Knight and Day (The Knight Erotic Trilogy, book 3 of 3) (18 page)

Chapter Thirty-Six

 

 

Kara ran. She ran barefoot across the beach, as fast as she could without looking back. She heard Dylan call her name, once, and then again closer behind her. He caught her easily, his arms banding around her midriff, holding her against his chest as she struggled, throwing her elbows back into his body as hard and viciously as she could.

“Let me go,” she panted, fighting against him with every ounce of strength in her.

“She’s not my wife, Kara,” he said desperately, still holding her tight. “Not any more, I swear to you.”

She stilled in his grasp, winded by his words. He let go slowly, as if he feared she was preparing to run again. But she wasn’t. She didn’t want to run, suddenly. She wanted to hit him, to hurt him, to give him even the smallest taste of how much he was hurting her at that moment.

“But she
was
your wife, and you just conveniently forgot to mention her,” she spat. “I only ever asked you for one thing, Dylan.” She laughed, acid-harsh, as she said his name. “Or Matthew. Which is it?” She shook her head, and the icy revulsion in her eyes chilled his bones. “I only ever asked you for honesty.”

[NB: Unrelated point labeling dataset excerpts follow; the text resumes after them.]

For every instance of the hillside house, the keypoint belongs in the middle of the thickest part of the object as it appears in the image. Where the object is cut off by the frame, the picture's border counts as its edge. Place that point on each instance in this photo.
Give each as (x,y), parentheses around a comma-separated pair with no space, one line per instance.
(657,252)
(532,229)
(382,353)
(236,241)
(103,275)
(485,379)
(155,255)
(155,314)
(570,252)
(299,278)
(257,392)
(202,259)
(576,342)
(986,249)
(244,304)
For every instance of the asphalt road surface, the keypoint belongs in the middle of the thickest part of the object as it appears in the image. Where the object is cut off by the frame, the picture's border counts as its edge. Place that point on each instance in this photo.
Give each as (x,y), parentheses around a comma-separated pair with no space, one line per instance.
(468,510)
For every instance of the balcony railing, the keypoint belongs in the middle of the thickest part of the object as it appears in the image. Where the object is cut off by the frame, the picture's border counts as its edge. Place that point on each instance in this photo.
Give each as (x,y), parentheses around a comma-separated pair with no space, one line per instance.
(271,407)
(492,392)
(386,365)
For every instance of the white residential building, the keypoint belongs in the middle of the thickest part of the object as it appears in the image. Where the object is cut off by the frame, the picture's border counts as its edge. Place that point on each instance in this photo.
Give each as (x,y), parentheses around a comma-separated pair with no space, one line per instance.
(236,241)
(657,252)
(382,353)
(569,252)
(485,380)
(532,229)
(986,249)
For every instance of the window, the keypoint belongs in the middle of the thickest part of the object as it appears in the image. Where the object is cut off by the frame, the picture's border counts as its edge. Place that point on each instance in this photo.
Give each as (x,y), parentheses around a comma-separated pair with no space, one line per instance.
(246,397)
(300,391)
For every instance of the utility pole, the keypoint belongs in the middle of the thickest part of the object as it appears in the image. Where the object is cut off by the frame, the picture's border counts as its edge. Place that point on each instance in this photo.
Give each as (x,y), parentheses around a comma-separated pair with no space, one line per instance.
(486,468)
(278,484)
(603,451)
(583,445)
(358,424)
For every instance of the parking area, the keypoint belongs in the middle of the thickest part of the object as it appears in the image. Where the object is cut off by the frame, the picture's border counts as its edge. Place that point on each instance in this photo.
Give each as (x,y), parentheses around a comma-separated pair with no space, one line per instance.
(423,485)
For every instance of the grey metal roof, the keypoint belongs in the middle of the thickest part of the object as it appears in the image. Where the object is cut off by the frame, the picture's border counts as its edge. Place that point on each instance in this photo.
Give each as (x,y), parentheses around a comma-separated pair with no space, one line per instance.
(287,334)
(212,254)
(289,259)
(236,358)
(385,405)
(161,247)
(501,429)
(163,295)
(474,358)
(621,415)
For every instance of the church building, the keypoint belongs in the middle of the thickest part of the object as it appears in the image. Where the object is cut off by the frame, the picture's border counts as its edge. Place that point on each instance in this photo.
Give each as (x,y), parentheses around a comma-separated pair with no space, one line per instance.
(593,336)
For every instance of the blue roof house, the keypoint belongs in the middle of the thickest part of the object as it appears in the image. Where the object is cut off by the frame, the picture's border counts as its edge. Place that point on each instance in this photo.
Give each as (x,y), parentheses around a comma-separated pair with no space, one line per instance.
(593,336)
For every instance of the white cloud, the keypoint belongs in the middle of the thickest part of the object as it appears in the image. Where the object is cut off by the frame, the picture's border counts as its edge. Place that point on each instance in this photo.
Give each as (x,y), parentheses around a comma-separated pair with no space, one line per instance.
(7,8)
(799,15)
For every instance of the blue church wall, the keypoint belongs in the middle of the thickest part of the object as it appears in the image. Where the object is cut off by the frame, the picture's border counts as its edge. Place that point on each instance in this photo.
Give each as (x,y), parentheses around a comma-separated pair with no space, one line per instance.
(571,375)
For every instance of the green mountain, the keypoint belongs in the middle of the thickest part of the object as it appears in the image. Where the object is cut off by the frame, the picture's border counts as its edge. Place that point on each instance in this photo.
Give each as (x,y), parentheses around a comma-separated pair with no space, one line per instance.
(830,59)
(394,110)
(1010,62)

“I wanted to tell you, Kara,” he said hopelessly. “I wanted to tell you more than anything.”

“Well, you had plenty of fucking opportunities,” she threw back. “Months. Months of working alongside me, of screwing me all over this goddamn island, of listening to me spill my guts to you about fucking Richard, and my fucking dad.” She was crying now, big, heavy sobs dragging on her chest that made talking hard, but the words kept tumbling out regardless. “You really saw me coming, didn’t you?”

In the distance, the baby cried out.

“You’re not the man I thought you were,” Kara said, her voice broken and quiet. “I was going to tell you that I love you tonight. That I wanted to stay with you forever on that fucking boat.”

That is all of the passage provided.